Un jeune homme, né en 2004, souhaite obtenir la modification de son sexe à l’état civil. Ses parents, en tant que représentants légaux, engagent une action en justice pour faire valoir cette demande. Ils soutiennent que leur enfant présente des éléments démontrant la réalité de sa transidentité. Cependant, le tribunal judiciaire de Chambéry rejette leur requête, considérant que l'article 61-5 du Code civil n'autorise le changement de sexe à l'état civil qu'aux majeurs et aux mineurs émancipés. Les parents contestent cette décision en appel, arguant que le droit commun de la minorité devrait s'appliquer en l'absence de précisions législatives sur les mineurs non émancipés.
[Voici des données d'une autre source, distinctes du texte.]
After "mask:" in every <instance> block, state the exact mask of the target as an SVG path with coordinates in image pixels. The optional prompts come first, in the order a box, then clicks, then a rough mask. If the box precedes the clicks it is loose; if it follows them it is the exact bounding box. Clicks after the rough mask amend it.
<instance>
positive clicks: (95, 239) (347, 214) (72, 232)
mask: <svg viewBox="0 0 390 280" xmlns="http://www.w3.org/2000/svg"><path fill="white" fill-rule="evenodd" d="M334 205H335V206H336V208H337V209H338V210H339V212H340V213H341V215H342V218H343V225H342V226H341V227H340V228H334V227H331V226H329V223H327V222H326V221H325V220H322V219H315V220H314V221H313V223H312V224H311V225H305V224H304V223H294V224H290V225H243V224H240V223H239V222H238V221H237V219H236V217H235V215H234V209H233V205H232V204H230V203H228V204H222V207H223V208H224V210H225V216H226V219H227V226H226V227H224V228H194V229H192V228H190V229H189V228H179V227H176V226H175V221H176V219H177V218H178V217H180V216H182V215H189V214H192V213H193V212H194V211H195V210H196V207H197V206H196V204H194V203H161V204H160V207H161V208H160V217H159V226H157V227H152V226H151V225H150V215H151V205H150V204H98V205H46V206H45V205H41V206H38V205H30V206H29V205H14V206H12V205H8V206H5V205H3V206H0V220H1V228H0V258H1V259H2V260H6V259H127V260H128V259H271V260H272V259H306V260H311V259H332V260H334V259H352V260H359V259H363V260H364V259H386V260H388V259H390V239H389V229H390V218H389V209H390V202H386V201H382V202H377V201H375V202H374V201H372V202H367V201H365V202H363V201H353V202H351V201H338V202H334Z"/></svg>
Juridiction : Cour d’appel de Chambéry Date : 25 janvier 2022 Numéro de pourvoi : n° 21/01282
1Faits
2Procédure
La première instance est marquée par le rejet de la demande des parents par le tribunal judiciaire de Chambéry, qui déclare la requête irrecevable au motif que seul un majeur ou un mineur émancipé peut demander une modification de son sexe à l’état civil selon l’article 61-5 du Code civil. Suite à cette décision, les parents interjettent appel, soutenus par le ministère public qui plaide pour l'intérêt supérieur de l'enfant et le respect de sa vie privée. En appel, la cour d'appel de Chambéry examine les éléments présentés par les parties et procède à un contrôle de proportionnalité au regard des droits garantis par la Convention européenne des droits de l'homme. La cour rend sa décision le 25 janvier 2022, déclarant recevable la demande des parents et ordonnant la modification du sexe à l’état civil.
3Problème de droit
La modification du sexe à l'état civil d'un mineur non émancipé est-elle possible malgré les restrictions légales ?
4Solution
La cour d'appel de Chambéry déclare recevable la requête en modification du sexe à l’état civil formulée par les parents pour leur enfant mineur non émancipé. Elle ordonne ainsi le changement malgré les dispositions restrictives de l'article 61-5 du Code civil. La décision repose sur un contrôle de conventionnalité in concreto, mettant en avant le droit au respect de la vie privée du mineur tel que garanti par l'article 8 de la Convention européenne des droits de l'homme. La cour considère que refuser cette modification constituerait une atteinte disproportionnée aux droits du jeune homme, notamment en raison des conséquences sur son parcours scolaire et social. Elle conclut que les circonstances particulières entourant la demande justifient cette solution audacieuse, tout en laissant ouvertes certaines questions relatives aux droits des mineurs non émancipés dans ce domaine sensible.